Cepat, Lugas dan Berimbang

Tanam Sorgum dengan Pendekatan Wanatani

Ruteng, infopertama.com – Wanatani (agroforestry) didefinisikan sebagai sistem pertanian yang menggabungkan penanaman tanaman pertanian dengan penanaman pohon-pohonan di lahan yang sama.

Tujuan dari agroforestry adalah untuk meningkatkan produktivitas lahan, mengurangi erosi tanah, dan meningkatkan keanekaragaman hayati.

Agroforestry dapat dilakukan dengan beberapa cara, antara lain: Penanaman pohon-pohonan di antara tanaman pertanian, penanaman tanaman pertanian di bawah naungan pohon-pohonan, dan Penanaman pohon-pohonan sebagai pagar hidup untuk melindungi tanaman pertanian.

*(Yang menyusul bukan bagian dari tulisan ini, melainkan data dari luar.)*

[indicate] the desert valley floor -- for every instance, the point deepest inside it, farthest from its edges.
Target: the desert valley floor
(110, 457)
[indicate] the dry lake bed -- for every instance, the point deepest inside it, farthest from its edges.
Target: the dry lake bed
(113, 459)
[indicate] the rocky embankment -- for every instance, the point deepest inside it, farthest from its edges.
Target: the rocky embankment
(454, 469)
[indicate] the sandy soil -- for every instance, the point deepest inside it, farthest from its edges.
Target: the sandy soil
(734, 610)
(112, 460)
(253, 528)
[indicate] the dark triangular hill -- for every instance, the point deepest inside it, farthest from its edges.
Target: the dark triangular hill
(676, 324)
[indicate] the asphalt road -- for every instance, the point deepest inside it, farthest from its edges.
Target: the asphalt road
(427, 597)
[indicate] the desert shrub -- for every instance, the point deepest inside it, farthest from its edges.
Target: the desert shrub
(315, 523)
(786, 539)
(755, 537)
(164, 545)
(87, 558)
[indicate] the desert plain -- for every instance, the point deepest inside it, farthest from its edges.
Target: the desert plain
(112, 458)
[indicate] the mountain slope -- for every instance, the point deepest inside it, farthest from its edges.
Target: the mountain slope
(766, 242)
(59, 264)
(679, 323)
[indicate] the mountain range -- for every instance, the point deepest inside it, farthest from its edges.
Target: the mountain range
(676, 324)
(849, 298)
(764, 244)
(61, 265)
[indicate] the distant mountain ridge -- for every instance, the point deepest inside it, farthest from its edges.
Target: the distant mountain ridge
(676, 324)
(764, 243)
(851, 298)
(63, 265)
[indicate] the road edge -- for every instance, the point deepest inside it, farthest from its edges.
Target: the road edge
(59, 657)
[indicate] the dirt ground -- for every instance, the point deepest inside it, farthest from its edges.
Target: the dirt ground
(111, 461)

Kelebihan agroforestry antara lain, meningkatkan produktivitas lahan, mengurangi erosi tanah, meningkatkan keanekaragaman hayati, menyerap karbon dioksida dan mengurangi emisi gas rumah kaca dan meningkatkan kualitas tanah.

Petani manggarai umumnya mempraktekkan wanatani sejak lama tetapi tidak diketahui secara pasti kapan mereka mulai mengembangkannya. Jika kita ke desa-desa di Manggarai pola tanam ini mudah dijumpai, baik pada lahan di sekitar rumah (pekarangan) maupun di kebun.

Pengelolaan kebun dengan pendekatan ini diakui merupakan warisan leluhur, diakui sebagai kearifan lokal. Hal ini diketahui ketika seorang mahasiswa program Strata 2 dari salah satu perguruan tinggi di Kopenhagen melakukan penelitian bersama Yayasan Ayo Indonesia tahun 2006 tentang model agroforestry di manggarai.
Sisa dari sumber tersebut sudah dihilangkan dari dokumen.